H., dodicenne della Repubblica del Gambia, ha assistito lunedì all’affondamento nelle acque libiche del gommone su cui viaggiavano i genitori e la sorella. L.G., eritrea, ha invece partorito nella notte fra lunedì e martedì, sulla nave Orione della Marina Militare, il suo primo figlio, A.G, accompagnata dal marito.
Sono i primi accolti dalla casa di prima emergenza per i minorenni che la Comunità Papa Giovanni XXIII apre a Reggio Calabria, nel bel mezzo di una fase di emergenza, prima ancora dell’inaugurazione ufficiale.
«Siamo di fronte ad una situazione gravissima anche dal punto di vista sanitario, sta per scoppiare qualcosa di mai visto in Italia», avverte Giovanni Fortugno, responsabile della casa di accoglienza e animatore del Servizio Immigrazione della Comunità Papa Giovanni XXIII, fin dall’inizio in prima linea nell’affrontare l’emergenza sbarchi.

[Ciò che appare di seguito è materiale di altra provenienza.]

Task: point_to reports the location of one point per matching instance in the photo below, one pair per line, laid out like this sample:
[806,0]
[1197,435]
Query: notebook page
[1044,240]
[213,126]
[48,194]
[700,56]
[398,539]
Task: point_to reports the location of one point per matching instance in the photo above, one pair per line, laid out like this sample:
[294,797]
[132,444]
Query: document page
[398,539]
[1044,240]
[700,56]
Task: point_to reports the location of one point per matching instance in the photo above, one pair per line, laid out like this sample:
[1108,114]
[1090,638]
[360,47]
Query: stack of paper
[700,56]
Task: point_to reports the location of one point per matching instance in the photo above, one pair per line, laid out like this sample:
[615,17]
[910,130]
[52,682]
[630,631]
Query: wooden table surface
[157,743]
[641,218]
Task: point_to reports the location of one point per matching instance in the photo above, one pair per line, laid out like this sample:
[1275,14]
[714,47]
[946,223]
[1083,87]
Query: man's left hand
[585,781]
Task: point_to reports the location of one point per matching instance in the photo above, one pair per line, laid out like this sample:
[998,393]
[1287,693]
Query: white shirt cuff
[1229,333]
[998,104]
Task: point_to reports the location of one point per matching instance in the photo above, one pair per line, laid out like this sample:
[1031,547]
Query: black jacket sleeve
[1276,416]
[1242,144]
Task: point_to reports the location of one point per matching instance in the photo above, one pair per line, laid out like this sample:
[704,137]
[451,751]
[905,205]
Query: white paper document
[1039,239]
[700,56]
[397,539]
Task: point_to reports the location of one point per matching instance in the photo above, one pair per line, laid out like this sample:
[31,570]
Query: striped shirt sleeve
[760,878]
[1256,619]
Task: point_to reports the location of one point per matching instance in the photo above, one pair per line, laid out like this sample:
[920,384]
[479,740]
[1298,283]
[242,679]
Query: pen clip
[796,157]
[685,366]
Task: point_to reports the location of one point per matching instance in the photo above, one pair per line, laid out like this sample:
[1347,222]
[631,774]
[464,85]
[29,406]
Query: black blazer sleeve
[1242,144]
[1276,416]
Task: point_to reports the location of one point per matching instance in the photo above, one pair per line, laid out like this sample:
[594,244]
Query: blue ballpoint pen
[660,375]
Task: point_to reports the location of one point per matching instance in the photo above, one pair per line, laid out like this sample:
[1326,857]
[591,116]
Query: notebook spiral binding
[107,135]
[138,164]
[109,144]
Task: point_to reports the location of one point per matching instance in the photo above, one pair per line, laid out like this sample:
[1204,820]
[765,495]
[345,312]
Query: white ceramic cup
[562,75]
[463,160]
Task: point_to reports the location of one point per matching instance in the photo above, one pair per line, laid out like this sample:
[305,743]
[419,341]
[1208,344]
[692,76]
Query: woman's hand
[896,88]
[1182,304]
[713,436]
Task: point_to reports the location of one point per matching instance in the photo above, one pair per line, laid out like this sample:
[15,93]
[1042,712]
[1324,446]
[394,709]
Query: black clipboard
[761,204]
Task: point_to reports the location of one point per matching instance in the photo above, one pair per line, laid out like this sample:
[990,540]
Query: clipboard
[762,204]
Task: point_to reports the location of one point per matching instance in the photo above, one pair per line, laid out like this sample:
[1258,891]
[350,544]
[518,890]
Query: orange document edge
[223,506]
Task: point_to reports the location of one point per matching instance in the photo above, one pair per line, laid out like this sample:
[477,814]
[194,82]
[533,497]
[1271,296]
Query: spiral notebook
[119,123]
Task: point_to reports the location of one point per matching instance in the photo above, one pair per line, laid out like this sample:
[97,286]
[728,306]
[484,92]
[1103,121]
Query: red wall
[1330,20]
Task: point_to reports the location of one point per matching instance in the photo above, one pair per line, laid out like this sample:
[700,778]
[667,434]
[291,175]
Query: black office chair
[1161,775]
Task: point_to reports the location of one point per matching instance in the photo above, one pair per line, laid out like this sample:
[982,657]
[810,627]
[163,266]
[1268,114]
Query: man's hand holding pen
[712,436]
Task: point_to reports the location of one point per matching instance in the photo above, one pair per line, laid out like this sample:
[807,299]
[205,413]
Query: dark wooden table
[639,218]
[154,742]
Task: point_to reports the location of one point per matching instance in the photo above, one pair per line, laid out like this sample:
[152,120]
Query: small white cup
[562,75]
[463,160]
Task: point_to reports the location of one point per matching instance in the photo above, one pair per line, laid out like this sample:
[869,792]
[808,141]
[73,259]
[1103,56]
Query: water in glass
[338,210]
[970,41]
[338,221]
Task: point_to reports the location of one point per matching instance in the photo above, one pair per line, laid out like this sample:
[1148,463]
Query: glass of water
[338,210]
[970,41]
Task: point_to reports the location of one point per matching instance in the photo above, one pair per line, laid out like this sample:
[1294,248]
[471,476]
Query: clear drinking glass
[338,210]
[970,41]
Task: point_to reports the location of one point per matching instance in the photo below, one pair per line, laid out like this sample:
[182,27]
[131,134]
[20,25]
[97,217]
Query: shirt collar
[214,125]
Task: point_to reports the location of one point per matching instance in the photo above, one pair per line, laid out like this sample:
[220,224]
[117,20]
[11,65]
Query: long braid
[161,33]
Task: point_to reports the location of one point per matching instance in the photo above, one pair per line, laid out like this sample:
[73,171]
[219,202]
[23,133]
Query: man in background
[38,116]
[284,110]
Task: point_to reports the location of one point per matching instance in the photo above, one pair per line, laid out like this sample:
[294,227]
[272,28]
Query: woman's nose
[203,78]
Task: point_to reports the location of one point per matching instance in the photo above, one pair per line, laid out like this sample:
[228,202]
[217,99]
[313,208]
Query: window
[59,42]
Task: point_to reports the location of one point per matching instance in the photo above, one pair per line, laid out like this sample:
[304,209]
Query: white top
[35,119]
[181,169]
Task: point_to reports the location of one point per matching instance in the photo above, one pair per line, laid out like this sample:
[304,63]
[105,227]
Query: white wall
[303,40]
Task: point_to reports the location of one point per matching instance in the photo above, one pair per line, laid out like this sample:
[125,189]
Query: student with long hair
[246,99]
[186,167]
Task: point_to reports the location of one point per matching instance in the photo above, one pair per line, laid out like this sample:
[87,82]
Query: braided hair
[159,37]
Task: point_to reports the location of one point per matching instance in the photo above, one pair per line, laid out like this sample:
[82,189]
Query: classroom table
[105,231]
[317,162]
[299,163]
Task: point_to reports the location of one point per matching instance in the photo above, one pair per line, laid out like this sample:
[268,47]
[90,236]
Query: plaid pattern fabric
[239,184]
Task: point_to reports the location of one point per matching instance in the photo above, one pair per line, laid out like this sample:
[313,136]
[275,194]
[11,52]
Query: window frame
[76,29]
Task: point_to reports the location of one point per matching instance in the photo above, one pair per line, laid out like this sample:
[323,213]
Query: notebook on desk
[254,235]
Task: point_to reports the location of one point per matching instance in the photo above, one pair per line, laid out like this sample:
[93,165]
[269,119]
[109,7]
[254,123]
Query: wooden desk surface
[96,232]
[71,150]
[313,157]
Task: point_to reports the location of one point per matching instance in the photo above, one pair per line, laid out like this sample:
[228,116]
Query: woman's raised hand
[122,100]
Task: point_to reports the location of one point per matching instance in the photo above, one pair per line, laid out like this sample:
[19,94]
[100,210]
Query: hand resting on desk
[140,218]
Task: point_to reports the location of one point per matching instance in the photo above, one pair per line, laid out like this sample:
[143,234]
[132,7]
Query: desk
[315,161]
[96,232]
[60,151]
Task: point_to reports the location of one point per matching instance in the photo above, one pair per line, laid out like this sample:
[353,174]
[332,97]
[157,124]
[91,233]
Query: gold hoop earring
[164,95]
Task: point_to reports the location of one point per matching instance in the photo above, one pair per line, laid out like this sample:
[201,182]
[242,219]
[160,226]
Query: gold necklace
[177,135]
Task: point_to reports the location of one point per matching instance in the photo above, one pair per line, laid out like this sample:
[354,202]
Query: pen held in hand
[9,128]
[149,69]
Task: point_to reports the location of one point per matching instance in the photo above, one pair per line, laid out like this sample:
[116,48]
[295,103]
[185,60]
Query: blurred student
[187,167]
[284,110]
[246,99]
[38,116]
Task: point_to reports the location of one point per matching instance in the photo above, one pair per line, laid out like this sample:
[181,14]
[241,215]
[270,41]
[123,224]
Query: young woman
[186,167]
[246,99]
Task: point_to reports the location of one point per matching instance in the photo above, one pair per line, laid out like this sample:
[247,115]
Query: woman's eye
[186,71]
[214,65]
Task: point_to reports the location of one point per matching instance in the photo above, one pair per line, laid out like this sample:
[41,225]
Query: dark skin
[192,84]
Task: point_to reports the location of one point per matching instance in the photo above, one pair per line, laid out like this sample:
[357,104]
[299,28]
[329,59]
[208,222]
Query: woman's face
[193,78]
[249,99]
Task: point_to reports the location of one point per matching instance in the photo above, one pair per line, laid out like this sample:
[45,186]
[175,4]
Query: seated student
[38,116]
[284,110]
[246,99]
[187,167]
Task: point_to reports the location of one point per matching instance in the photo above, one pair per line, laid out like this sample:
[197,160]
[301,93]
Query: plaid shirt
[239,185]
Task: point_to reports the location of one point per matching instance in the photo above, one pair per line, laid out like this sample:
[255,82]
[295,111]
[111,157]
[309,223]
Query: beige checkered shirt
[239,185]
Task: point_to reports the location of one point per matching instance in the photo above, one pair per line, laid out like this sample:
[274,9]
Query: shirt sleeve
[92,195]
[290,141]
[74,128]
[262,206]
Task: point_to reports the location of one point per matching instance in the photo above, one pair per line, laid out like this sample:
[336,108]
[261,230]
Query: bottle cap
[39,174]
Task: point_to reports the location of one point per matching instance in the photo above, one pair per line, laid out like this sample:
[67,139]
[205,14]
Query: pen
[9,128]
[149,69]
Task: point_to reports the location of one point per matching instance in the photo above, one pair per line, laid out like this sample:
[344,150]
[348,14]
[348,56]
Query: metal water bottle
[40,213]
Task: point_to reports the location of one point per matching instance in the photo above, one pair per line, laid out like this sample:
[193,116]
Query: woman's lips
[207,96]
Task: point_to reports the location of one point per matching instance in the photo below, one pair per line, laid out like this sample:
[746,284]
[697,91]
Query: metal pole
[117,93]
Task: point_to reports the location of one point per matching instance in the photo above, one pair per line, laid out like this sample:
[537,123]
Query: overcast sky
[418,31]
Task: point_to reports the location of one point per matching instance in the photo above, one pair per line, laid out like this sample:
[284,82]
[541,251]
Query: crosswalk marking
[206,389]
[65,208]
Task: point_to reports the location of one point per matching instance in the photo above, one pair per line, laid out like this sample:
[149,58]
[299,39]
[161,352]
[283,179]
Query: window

«Facciamo tutto il possibile per accogliere queste persone, ma l’Europa faccia la sua parte – commenta Giovanni Ramonda, responsabile generale della Comunità. – L’Italia non può farcela da sola. Noi apriamo all’accoglienza le nostre strutture e i nostri alberghi, nonostante la minaccia di occupare gli alberghi destinati ai profughi lanciata qualche giorno fa da Matteo Salvini».
«Le regioni e i parlamentari che vorrebbero chiudere le porte alle accoglienze dovrebbero piuttosto rivolgersi all’Europa chiedendo di modificare gli accordi di Dublino – prosegue Ramonda –. I rifugiati devono poter presentare richiesta di asilo in tutti gli stati europei e non solo dove sbarcano: questa è l’unica soluzione di fronte ad ondate migratorie che non possono essere fermate. Chiediamo di creare un canale umanitario per impedire drammi come quello che sta vivendo questa ragazzina di 12 anni che abbiamo accolto».